Collin Morikawa tees off on the first hole during the final round of the 2023 Sentry Tournament of Champions on The Plantation Course at Kapalua Lahaina, Maui, Hawaii.

The 2024 PGA Tour season will begin again in Maui with The Sentry.

They will have fields between 70 and 80 players and be comprised of the top 50 from this year’s final FedEx Cup standings and via two FedEx categories that will allow players to qualify.

One is the top 10 in the current year’s FedEx Cup standings, not otherwise exempt for the event; the other is the top five in points in a series of events preceding the tournament.

For example, the top 10 players from the FedEx Cup standings not otherwise exempt through the Palm Beach (formerly Honda Classic) tournament will qualify for the Arnold Palmer Invitational. Another five will qualify from a separate points list known as the "Swing Five" which will include just the Mexico Open and the Palm Beach event.

That gets the field to 65 players. There will also be four sponsor invites as well as anyone in the top 30 of the Official World Golf Ranking, which could bring the field to no more than 80 players.

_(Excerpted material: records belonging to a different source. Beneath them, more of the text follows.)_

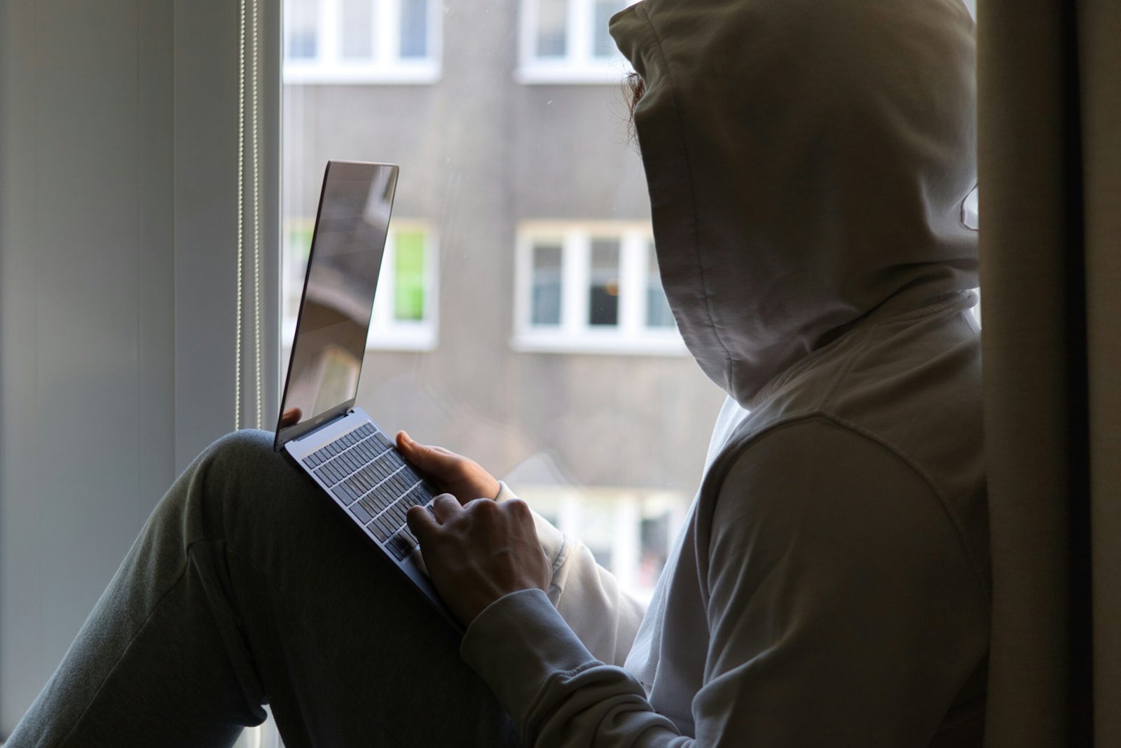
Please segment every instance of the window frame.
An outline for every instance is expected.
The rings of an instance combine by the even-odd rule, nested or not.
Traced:
[[[619,324],[591,325],[589,291],[594,239],[618,239],[620,249]],[[560,320],[534,325],[532,252],[540,240],[559,240]],[[677,326],[647,325],[649,223],[621,221],[526,221],[517,226],[515,247],[515,329],[510,347],[535,353],[589,353],[684,356]],[[660,279],[659,279],[660,283]]]
[[[567,0],[565,54],[538,57],[537,19],[541,0],[521,0],[518,12],[518,67],[515,80],[522,84],[612,84],[617,85],[631,66],[615,53],[609,58],[594,56],[596,0]],[[624,0],[628,6],[637,0]]]
[[[425,57],[401,57],[401,0],[370,0],[374,3],[373,56],[349,60],[342,56],[342,2],[317,0],[316,54],[299,58],[288,55],[288,29],[284,29],[282,76],[286,85],[299,84],[432,84],[442,75],[443,9],[436,0],[427,8]]]

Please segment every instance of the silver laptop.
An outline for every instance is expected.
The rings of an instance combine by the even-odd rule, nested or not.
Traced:
[[[330,161],[319,194],[274,448],[286,450],[456,628],[405,524],[436,487],[354,406],[397,188],[390,163]],[[298,422],[281,426],[285,413]]]

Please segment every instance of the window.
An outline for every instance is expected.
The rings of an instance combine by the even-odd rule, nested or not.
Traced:
[[[516,282],[519,350],[685,353],[649,225],[524,224]]]
[[[618,83],[629,69],[608,32],[631,0],[522,0],[522,83]]]
[[[285,0],[285,83],[433,83],[435,0]]]
[[[296,330],[312,221],[290,221],[284,252],[284,339]],[[395,218],[381,259],[367,348],[432,350],[436,347],[436,239],[419,222]]]

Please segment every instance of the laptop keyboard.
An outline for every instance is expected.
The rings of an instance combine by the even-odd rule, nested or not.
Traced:
[[[312,452],[303,462],[398,561],[417,546],[405,513],[411,506],[427,506],[438,492],[371,423]]]

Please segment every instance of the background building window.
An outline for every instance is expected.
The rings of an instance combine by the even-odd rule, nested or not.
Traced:
[[[284,252],[284,345],[291,345],[314,221],[289,221]],[[425,224],[393,218],[381,260],[367,347],[432,350],[436,346],[436,237]]]
[[[433,83],[436,0],[285,0],[285,83]]]
[[[608,20],[631,0],[521,0],[522,83],[618,83],[629,69]]]
[[[518,350],[684,354],[649,224],[522,224]]]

Two of the events will move to the week prior to majors—the Wells Fargo Championship is scheduled for the week before the PGA Championship, and the Memorial moving to the week prior to the U.S. Open. The Travelers follows the U.S. Open, meaning a stretch of three straight big events in a row and five in seven weeks.

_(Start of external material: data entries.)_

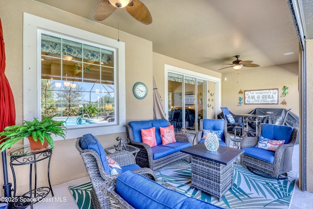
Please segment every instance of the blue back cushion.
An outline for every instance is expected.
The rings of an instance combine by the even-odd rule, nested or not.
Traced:
[[[212,131],[222,131],[221,139],[222,140],[225,140],[224,137],[224,120],[223,119],[203,119],[203,129]]]
[[[100,157],[104,170],[110,174],[110,169],[107,162],[107,156],[103,147],[97,138],[92,134],[88,134],[83,136],[80,139],[80,146],[82,149],[92,149],[94,150]]]
[[[161,139],[161,133],[160,132],[160,127],[168,127],[168,121],[165,119],[158,119],[152,120],[152,127],[156,127],[156,144],[162,144],[162,139]]]
[[[137,142],[142,142],[141,129],[152,128],[152,123],[150,120],[131,121],[128,124],[132,126],[134,140]]]
[[[271,124],[262,124],[262,135],[273,140],[285,140],[285,144],[291,140],[293,127]]]
[[[116,192],[121,197],[137,209],[222,208],[188,197],[129,171],[123,173],[117,177],[116,189]]]

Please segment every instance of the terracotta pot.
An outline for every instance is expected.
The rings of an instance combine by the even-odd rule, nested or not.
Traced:
[[[37,142],[35,141],[33,139],[33,137],[27,137],[27,138],[29,141],[29,145],[30,145],[30,148],[31,149],[41,149],[47,148],[48,146],[49,146],[48,141],[45,139],[44,144],[42,144],[39,139],[37,140]]]

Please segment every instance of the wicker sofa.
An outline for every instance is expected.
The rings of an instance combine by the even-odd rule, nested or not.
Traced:
[[[122,173],[116,179],[106,181],[102,190],[114,209],[222,208],[188,197],[131,171]]]
[[[88,144],[83,142],[83,140],[89,139],[91,140],[89,140]],[[84,144],[82,144],[83,143]],[[103,147],[98,139],[91,134],[86,134],[83,137],[77,138],[75,145],[83,158],[92,184],[91,198],[94,209],[110,208],[106,197],[101,192],[101,185],[105,180],[115,179],[118,176],[110,174],[107,156],[116,162],[123,171],[132,170],[134,172],[144,175],[154,181],[157,181],[154,172],[151,169],[147,168],[141,168],[135,164],[135,157],[131,153],[120,151],[106,155]]]
[[[245,153],[241,156],[241,163],[252,172],[256,170],[272,177],[279,178],[280,175],[292,170],[292,152],[298,132],[298,128],[261,124],[256,137],[242,139],[240,146]],[[271,140],[285,140],[285,142],[275,151],[261,149],[256,147],[257,145],[258,146],[260,136]]]
[[[136,162],[140,167],[148,167],[155,171],[178,160],[190,157],[189,155],[179,151],[192,145],[192,139],[187,134],[176,134],[176,142],[162,145],[159,128],[170,125],[168,120],[160,119],[131,121],[125,126],[126,137],[130,140],[130,144],[140,149]],[[151,147],[142,142],[141,130],[153,127],[156,127],[157,145]]]

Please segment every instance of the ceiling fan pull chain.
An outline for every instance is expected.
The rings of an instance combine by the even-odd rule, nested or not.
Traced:
[[[117,23],[117,27],[118,27],[118,37],[117,37],[117,42],[119,42],[119,8],[117,8],[117,22],[118,23]]]

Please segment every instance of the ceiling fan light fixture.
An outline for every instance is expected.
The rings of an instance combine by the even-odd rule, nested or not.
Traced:
[[[233,66],[234,70],[239,70],[244,66],[243,65],[235,65]]]
[[[125,7],[131,1],[131,0],[109,0],[111,4],[117,8]]]

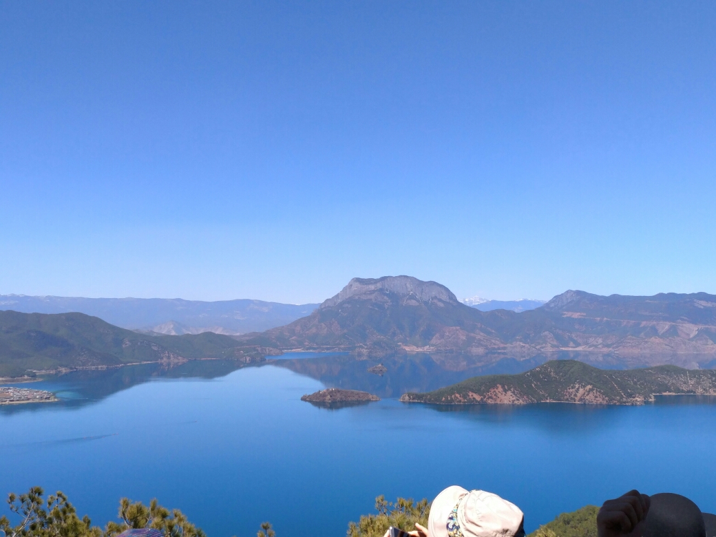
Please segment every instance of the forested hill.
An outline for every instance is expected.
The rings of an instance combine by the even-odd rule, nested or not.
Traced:
[[[474,377],[434,392],[407,393],[400,400],[442,405],[642,405],[658,394],[716,395],[716,371],[672,365],[613,371],[574,360],[555,360],[519,374]]]
[[[140,362],[233,358],[248,363],[271,353],[211,332],[147,336],[79,313],[0,311],[0,377]]]

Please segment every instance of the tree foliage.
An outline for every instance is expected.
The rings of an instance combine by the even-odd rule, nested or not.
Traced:
[[[20,520],[12,526],[6,516],[0,517],[3,537],[101,537],[102,530],[93,527],[87,516],[80,519],[62,493],[47,500],[44,494],[42,488],[33,487],[19,497],[8,495],[10,511]]]
[[[102,531],[93,526],[87,516],[79,518],[62,493],[50,495],[47,500],[44,495],[40,487],[33,487],[19,496],[9,494],[7,503],[18,523],[14,526],[6,516],[0,517],[0,537],[115,537],[125,530],[142,528],[160,530],[165,537],[206,537],[183,513],[162,507],[156,498],[147,506],[122,498],[120,521],[108,522]],[[270,523],[261,524],[258,537],[276,537]]]
[[[276,532],[271,527],[270,522],[264,522],[261,524],[261,529],[256,533],[256,537],[276,537]]]
[[[599,511],[596,505],[586,505],[571,513],[563,513],[528,537],[596,537]]]
[[[348,526],[348,537],[383,537],[388,528],[394,526],[406,531],[415,529],[415,523],[427,526],[430,506],[427,500],[419,502],[399,498],[395,503],[385,500],[383,495],[375,498],[377,515],[364,515],[358,523]]]
[[[206,537],[206,534],[195,526],[178,509],[170,511],[159,505],[155,498],[149,506],[142,502],[132,503],[127,498],[120,500],[120,523],[109,522],[105,531],[105,537],[114,537],[125,530],[137,528],[152,528],[161,531],[166,537]]]

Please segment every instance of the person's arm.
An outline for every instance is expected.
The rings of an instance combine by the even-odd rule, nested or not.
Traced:
[[[596,516],[599,537],[642,537],[649,500],[639,490],[630,490],[614,500],[607,500]]]

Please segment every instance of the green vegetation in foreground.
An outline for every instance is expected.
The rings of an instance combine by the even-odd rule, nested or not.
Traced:
[[[12,526],[6,516],[0,517],[2,537],[115,537],[130,528],[152,528],[165,537],[206,537],[178,509],[170,511],[159,505],[156,499],[149,505],[120,500],[119,522],[110,521],[105,528],[92,526],[87,516],[80,518],[77,510],[62,493],[44,498],[40,487],[33,487],[26,494],[8,495],[10,511],[17,524]],[[375,498],[377,514],[364,515],[357,523],[351,522],[347,537],[383,537],[391,526],[410,531],[415,523],[427,526],[430,505],[427,499],[418,502],[399,498],[395,503],[382,495]],[[528,537],[596,537],[596,513],[599,508],[586,505],[571,513],[563,513],[551,522],[541,526]],[[276,537],[268,522],[261,525],[257,537]]]
[[[653,401],[654,394],[716,395],[716,371],[672,365],[614,371],[576,360],[554,360],[519,374],[473,377],[434,392],[407,393],[400,400],[443,405],[642,405]]]
[[[381,495],[375,498],[375,510],[378,514],[363,515],[357,524],[351,522],[348,526],[347,537],[383,537],[390,526],[412,531],[416,522],[427,526],[430,506],[425,498],[415,502],[399,498],[392,503],[387,502],[385,497]]]
[[[13,526],[7,517],[0,517],[2,537],[114,537],[125,530],[140,528],[160,530],[165,537],[206,537],[180,511],[169,511],[155,499],[147,506],[141,502],[122,498],[120,521],[110,521],[102,530],[93,526],[87,516],[82,518],[77,516],[77,510],[62,493],[50,495],[47,500],[44,493],[40,487],[33,487],[19,497],[8,495],[7,503],[10,511],[16,516],[18,523]],[[275,537],[276,533],[271,524],[264,522],[257,535]]]
[[[430,505],[423,498],[419,502],[399,498],[395,503],[375,498],[377,515],[364,515],[357,524],[351,522],[347,537],[383,537],[394,526],[406,531],[415,529],[415,523],[427,527]],[[563,513],[553,521],[540,526],[528,537],[596,537],[596,513],[594,505],[586,505],[571,513]],[[259,537],[261,537],[259,536]]]
[[[79,313],[0,311],[0,377],[142,362],[234,359],[248,363],[262,361],[266,354],[269,349],[247,348],[213,332],[149,336]]]
[[[596,505],[586,505],[571,513],[563,513],[527,537],[596,537],[599,511]]]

The no-cut, limited-field model is the direction the Tour was heading throughout this year but adding a cut to the three legacy events was viewed as a concession. Those tournaments will still have a maximum of 80 players, meaning only a dozen or so will but cut after 36 holes. The $20 million purses at those events are being redistributed so the winner gets $4 million, or 20 percent of the total, as opposed to the usual 18 percent.

A significant change will see the Pebble Beach tournament go from a full-field event over three courses to a limited field over two. Both Spyglass Hill and Pebble Beach will be used the first two days, with the final 36 holes switching to Pebble Beach on the weekend. The amateurs who make up a big portion of the vent will be limited to the first two days.

And after enjoying a nice run preceding the U.S. Open, the RBC Canadian Open will now go two weeks prior, switching places with the Memorial Tournament.